Two new witnesses testified on Thursday in day four of the trial for the death of Argentine football superstar Diego Maradona. It was the turn of neighbour Colin Campbell and first responder Juan Carlos Pinto, both of whom attended to Maradona when he died.
Campbell is a medical doctor who lives in the private neighbourhood where Maradona’s home care had been set up. He was called by the neighborhood security team when they were alerted that the former star needed attention.
“There had been no vital signs for a long time,” he said, describing the situation he found upon arriving. He saw nurse Dahiana Madrid practising cardiac massages and guard Julio Coria providing mouth-to-mouth resuscitation, with psychiatrist Agustina Cosachov watching the scene.
“His [body] temperature didn’t correlate with what they told me when I asked when he was last seen alive,” he said. Asked for how long he estimated Maradona had been deceased by the time he arrived, he said from “one to two hours.”
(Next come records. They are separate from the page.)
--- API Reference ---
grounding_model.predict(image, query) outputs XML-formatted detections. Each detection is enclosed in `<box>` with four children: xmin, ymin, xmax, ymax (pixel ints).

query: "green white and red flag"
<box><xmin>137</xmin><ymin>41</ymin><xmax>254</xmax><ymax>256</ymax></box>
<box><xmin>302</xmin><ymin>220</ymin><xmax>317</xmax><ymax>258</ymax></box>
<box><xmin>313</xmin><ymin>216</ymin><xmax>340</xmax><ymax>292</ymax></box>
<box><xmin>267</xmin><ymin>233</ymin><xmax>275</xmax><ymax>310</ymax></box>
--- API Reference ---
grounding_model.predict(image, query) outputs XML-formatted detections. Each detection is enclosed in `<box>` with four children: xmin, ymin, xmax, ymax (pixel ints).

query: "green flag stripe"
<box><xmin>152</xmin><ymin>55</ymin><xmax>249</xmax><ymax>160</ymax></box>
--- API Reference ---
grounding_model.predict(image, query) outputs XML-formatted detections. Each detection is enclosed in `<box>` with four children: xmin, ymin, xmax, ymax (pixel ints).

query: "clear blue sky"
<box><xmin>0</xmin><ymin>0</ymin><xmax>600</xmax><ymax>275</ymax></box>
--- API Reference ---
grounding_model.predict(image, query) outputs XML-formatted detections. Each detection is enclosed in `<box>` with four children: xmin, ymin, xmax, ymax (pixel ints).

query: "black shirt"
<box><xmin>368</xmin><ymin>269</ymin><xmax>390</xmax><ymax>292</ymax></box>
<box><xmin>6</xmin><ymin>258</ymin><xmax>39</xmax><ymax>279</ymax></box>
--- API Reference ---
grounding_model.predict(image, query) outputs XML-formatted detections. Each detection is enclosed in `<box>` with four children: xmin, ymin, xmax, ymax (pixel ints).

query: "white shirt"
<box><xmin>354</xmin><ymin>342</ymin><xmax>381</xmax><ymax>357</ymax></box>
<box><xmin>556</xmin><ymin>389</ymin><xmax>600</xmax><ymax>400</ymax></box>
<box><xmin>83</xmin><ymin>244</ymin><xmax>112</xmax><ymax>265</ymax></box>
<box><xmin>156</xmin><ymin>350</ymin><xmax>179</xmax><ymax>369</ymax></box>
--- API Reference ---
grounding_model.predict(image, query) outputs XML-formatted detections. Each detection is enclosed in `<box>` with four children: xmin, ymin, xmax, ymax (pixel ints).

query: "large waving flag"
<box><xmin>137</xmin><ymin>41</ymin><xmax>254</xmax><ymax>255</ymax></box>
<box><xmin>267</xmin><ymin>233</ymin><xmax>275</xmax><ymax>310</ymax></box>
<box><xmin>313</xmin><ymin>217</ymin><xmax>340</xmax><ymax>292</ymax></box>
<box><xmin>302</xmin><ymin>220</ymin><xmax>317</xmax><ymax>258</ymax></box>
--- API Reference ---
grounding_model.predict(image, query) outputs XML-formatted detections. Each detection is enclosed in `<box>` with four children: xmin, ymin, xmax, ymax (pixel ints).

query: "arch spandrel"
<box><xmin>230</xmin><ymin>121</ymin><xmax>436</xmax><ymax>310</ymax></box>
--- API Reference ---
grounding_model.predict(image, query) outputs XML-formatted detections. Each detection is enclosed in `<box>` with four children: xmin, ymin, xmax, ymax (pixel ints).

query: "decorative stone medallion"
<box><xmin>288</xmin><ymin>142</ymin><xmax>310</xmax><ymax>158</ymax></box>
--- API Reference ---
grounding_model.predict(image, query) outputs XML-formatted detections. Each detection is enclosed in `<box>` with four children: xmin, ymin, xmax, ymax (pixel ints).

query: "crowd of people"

Campbell added there were no medical instruments, and that Maradona looked like he had been “bedridden for a long time” with “notable” inflation in the lower limbs. He also highlighted the state of hygiene of the house, claiming there was “none of the basic cleaning [items] required to attend to a person who had just been through surgery.”
First responder Pinto, the doctor who signed Maradona’s death certificate at 1:15 p.m., said that the patient “already showed signs of death” by the time he arrived. He used the defibrillator at the behest of the family, who “couldn’t accept he had passed.”
“We spent about 15 minutes more doing resuscitation, but there was no electric activity and the patient was showing death signs,” he said. “I told [Maradona’s ex-wife] Claudia Villafañe that he had died, but she said he wasn’t, and that they had to take him to a hospital.”
He explained that he found no medical equipment in the room and that Maradona “had been dead for at least two hours.” He added that the body was already showing typical post mortem signs life stifness.
“The time I signed in the certificate is the time I confirmed that the patient was dead, not the time he died.”
The doctors testimonies are particularly damning for the seven defendants, who claimed Maradona woke up, had breakfast and was found dead shortly later, claiming that the heart attack came without any warning signs.
The trial will continue next Tuesday, where more witnesses are set to testify.